İnancımıza göre, ne bazı rakamlar ne belli günler ne de bir kısım hayvanlar uğursuzdur.
"Tefe'ül"; bir kısım hadiseleri uğurlu saymak, onları hayırların başlangıcı olarak görmek ve vakıaları iyiye yormak demektir. Bunun zıddı olan "teşe'üm" ise; bazı nesneleri ve hadiseleri uğursuz kabul etmek, olayları şerre yormak ve sürekli kötü ihtimalleri öne çıkarmak manalarına gelmektedir.
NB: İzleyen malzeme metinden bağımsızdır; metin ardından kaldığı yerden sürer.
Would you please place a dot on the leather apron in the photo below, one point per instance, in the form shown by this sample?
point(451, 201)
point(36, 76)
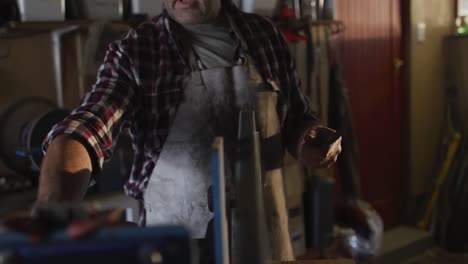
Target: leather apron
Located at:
point(177, 192)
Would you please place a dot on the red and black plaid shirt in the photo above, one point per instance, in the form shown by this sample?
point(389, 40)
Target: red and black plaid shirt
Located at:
point(140, 84)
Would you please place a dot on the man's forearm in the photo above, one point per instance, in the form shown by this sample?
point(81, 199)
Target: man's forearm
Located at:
point(65, 171)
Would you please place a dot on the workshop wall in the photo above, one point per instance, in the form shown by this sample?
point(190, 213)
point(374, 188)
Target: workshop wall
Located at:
point(426, 87)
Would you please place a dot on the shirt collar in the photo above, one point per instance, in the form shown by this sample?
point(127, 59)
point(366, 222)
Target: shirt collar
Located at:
point(228, 9)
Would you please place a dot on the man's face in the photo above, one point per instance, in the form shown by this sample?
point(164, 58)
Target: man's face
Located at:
point(192, 11)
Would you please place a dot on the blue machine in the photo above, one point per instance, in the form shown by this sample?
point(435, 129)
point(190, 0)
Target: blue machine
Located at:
point(158, 245)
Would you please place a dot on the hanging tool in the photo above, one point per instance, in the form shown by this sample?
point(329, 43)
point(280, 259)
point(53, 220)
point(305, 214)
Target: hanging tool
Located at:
point(453, 147)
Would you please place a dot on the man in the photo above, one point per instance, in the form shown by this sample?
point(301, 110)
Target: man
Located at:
point(176, 82)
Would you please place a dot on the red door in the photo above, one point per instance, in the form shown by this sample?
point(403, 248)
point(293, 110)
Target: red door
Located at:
point(371, 47)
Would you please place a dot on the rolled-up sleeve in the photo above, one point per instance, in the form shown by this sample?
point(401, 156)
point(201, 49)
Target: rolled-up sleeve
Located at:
point(104, 110)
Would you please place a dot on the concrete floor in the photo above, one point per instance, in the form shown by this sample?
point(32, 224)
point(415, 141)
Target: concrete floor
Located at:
point(409, 245)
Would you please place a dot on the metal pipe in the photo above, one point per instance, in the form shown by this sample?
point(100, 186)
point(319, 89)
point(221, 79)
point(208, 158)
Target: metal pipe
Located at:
point(56, 36)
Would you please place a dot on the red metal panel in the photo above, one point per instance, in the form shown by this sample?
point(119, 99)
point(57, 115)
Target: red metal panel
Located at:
point(370, 44)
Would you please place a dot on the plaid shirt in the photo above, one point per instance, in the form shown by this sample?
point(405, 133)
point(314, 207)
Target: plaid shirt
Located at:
point(140, 84)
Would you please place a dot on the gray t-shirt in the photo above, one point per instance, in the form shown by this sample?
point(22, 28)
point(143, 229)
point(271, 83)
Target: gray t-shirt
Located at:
point(213, 43)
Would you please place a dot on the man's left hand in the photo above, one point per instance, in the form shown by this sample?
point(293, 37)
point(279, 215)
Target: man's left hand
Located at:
point(320, 148)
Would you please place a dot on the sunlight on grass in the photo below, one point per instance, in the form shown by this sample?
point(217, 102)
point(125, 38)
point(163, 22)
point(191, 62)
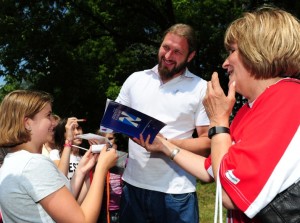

Cahiliye'de teşe'üm çok yaygındı. O dönemin insanları hemen her şeyde bir uğursuzluk yanının bulunduğunu düşünür ve çoğu zaman hadiselerden aldıkları sinyallere göre yaptıkları/yapacakları işlere devam eder ya da onlardan vazgeçerlerdi. Mesela; evlerinin çatısına bir baykuş konar ve orada ötmeye durursa, başlarına büyük bir belanın gelmesinden korkarlardı. Kuşların isimlerinden, cinslerinden ve şu ya da bu cihete uçmalarından bir kısım manalar çıkarırlar; özellikle kasden uçurdukları bir kuş, sağa giderse hayra, sola giderse şerre yorarlardı. Ceylan gibi av hayvanlarından sağ taraftan sola doğru geçip gidenlerin uğursuzluğa sebebiyet vereceğine, sol yandan sağa doğru kaçanların ise şans getireceğine inanırlardı. Fal oklarına büyük değer verirler ve ekseriyetle, yapıp edeceklerini bunlara göre belirlerlerdi. O kadar çok uğursuzluk emaresi icad etmişlerdi ki, adeta paranoya ile yatıp kalkar hale gelmiş ve bir korku toplumuna dönüşmüşlerdi. Çoğunluk itibarıyla, ruhî bunalıma girmiş ve vücutlarının kimyası bozulmuş gibi bir hal sergiliyorlardı; sanki duydukları her ses, gördükleri her nesne ve şahit oldukları her hadise onlar için bir vehim kaynağıydı. Uğursuzluk düşüncesi genel telakkilerinin ana çizgisini teşkil etmeye başlamıştı.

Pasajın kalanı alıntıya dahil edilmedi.